The ancient Chinese idea of “tianxia,” in which “all under heaven” just live and let live, is an appealing realist perspective on the face of it. In modern times, Beijing frames this approach as “mutual respect” for diverse ways of life in one multipolar world. But Xi can’t have it both ways by at the same time not condemning Russia’s invasion of Ukraine, contravening the very cardinal principle he proclaims. 

This kind of double standard of the most powerful that ultimately eroded America’s credibility in the eyes of so many is already undermining the legitimacy of China’s claim to global leadership.

One cannot entirely discount that Xi’s bad bet on Putin’s hubris has placed China in a trap that tethers it to this one-off case of blatant aggression but does not signal its own approach to international relations. 

Although it has mostly gone without notice in West-centric circles, Xi unsettled his Kremlin friends by high-profile visits to former Soviet satellites in Central Asia worried about suffering the same fate as Ukraine and assuring them of China’s support. 

Last September in Almaty, he declared: “No matter how the international situation changes, we will continue to strongly support Kazakhstan in defending its independence, sovereignty and territorial integrity … and oppose the interference of any forces in the internal affairs of your country.” Either these words are meaningless rhetoric or meant to be read between the lines in Moscow.

No Exit From The Labyrinth?

The differing shades of the continuum that Macron, Scholz and von der Leyen propose for a third way may well be best for Europe and the West as a whole.

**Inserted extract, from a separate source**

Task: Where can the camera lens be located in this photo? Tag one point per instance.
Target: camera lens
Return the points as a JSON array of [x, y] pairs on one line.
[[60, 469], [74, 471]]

But what they all surely know is that maneuvering their way out of the labyrinth can’t, in the end, come at the expense of Ukraine. 

Conversely, though Xi seems to somehow believe he can craft simultaneous “partnerships” with Europe’s card-carrying members of the liberal world order and its main opponent in the same neighborhood, the one thing he can never abide is a Russian defeat in Ukraine.

It is not hard to conclude from this intersection of impossibilities that the present balancing act is not sustainable. Perhaps muddling through without clarity will in time succumb to its own entropy, and like the Cold War, end with a whimper instead of a bang. The other possibility is that there is no exit from the labyrinth without crashing through its confining corridors.